FIGS. 1 and 2 show an embodiment of a ventilator 2 in accordance with the invention. The ventilator of this embodiment is preferably formed in or from a section or piece of sheet metal, such as aluminium, or the like, typically, in the case of aluminium, having a thickness in the range 1.2 mm to 2 mm and preferably 1.6 mm. The ventilator 2 may include or comprise a substantially or generally triangular panel 4, in which may be established or formed a plurality or array of ventilator openings or passageways 6. In the illustrated embodiment, the ventilator openings 6 may be formed by a process such as pressing, in which both the openings and the cover members 8 are formed, being projected outwardly or away from the plane defined by the original sheet material from which the panel 4 is formed (hereinafter referred to as the plane of the panel) so as to define downwardly facing (in the context of the panel in use), gaps 10 which open over or lead to the ventilator openings 6. The panel 4 may ideally include a base mounting flange 12 and/or, preferably, side mounting flanges 14 and 16 along the other two sides. As best seen in FIG. 2, the base mounting flange 12 may be longer than the flanges 14 and 16. The flange 12 may be formed to make an angle C with respect to the plane of the panel 4. The angle C is normally in the range 40 to 60 degrees and preferably 50 degrees. At the same time the flanges 14 and 16 are ideally also inclined to the plane of the panel 4 at an angle D. Normally the angle D is in the range 5 to 20 degrees and preferably 10. It has been found that a choice of angles as defined above enables more flexibility in the mounting of the ventilator 2, as will be described below in greater detail. The panel 4 is preferably an isosceles triangle, ideally having an obtuse angle B at its apex. Preferably B is in the range 100 to 140 degrees. Preferably also the acute angles A are equal and are in the range 20 to 40 degrees.
FIGS. 3, 4 and 5 diagrammatically illustrate the way in which the ventilator 2 can be mounted in a building having a gable roof 20. The roof 20 may include a ridge beam 22, roofing material 24, barge board 26 and eaves 28. The building may include a gable wall 30 which may include a stud 32 and cladding material 34. It will be seen from FIG. 4 that the ventilator 2 can be mounted in a plane which is inclined to the plane of the wall 30, but the flanges 12, 14 and 16 can engage or lie closely adjacent to the wall 30, and eaves 28 respectively. The orientation or tilt of the ventilator 2 can be adjusted so that all of the flanges engage the respective parts or elements of the building.

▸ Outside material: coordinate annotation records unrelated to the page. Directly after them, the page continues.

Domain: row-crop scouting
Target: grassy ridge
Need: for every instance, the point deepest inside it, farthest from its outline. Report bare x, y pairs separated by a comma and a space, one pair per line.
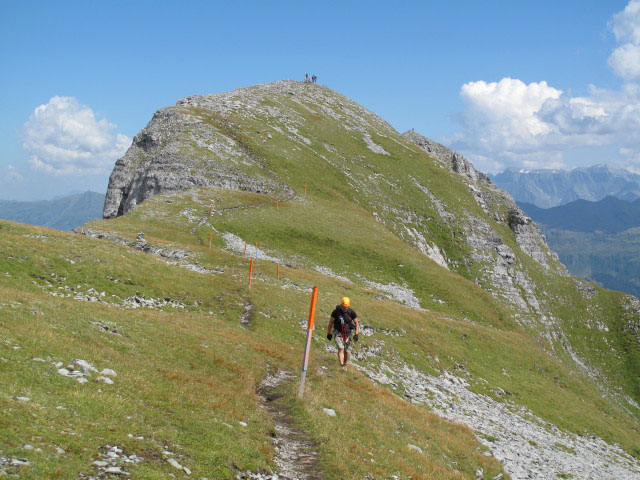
185, 378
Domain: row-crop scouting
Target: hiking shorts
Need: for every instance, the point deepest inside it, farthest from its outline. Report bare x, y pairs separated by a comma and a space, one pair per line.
337, 336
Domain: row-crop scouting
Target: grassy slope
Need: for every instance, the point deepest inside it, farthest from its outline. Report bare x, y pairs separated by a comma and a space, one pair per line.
183, 375
537, 380
350, 182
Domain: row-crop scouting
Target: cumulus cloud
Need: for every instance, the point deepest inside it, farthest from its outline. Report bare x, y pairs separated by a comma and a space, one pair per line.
64, 137
625, 25
12, 174
510, 107
518, 124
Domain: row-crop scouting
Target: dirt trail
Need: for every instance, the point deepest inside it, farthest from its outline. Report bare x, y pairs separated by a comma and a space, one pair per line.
295, 454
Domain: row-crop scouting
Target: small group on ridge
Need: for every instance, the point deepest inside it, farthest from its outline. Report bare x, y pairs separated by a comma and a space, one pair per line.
342, 322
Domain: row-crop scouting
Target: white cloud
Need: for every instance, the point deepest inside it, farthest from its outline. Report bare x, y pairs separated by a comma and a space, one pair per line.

The preferred way of mounting the ventilator 2 is to place the ventilator so that its apex is located at the junction of the eaves 28. The orientation of the ventilator 2 is then adjusted until the flanges 12, 14 and 16 engage the wall 30 and eaves 28 respectively. The installer can then mark a line 36 on the wall 30 where the flange 12 will be located, as shown in FIG. 4. The cladding 34 above the line 36 can then be removed as shown by the cross-hatching in FIG. 4. This forms a hole in the end wall to enable ventilation of the roof. The hole is covered by the ventilator 2. The flanges 12, 14 and 16 are preferably formed with holes 38 to facilitate mounting of the ventilator. Self tapping screws and the like can be used to fix the flanges directly to the cladding 34 and the eaves 28. Because of the orientation of the flanges 12, 14 and 16 described above, they will lie approximately flush with the wall 30 and eaves 28 over a reasonably broad range of pitch angles for the roof.
It is proposed that two sizes for the ventilator 2 can be made to cover most applications. Detail of these are set out in Table 1 below. Model 1 is suitable for rooves having a pitch angle in the range 20 to 30 degrees. Model 2 is suitable for rooves having a pitch angle in the range 10 to 20 degrees.TABLE 1 MODEL 1 MODEL 2 Length L1 1200 mm 1500 mm Height H1 450 mm 300 mm Length L2 15 mm 15 mm Length L3 10 mm 10 mm
It will be appreciated of course that the eaves must have sufficient overhang to enable mounting of the ventilator as described above.
The ventilator 2 of the invention can be fitted to new buildings or can be retrofitted to existing buildings such as domestic houses, commercial buildings, factories and the like. The orientation of the panel 4 generally ensure that water will not pass therethrough to the interior of the roof. The ventilator covers 8 assist in this. Also, it may be desirable to locate washers (not shown) between the mounting flange 12 and the cladding material 34 so as to create a small gap to permit escape of any water which may happen to run down the inner face of the panel 4.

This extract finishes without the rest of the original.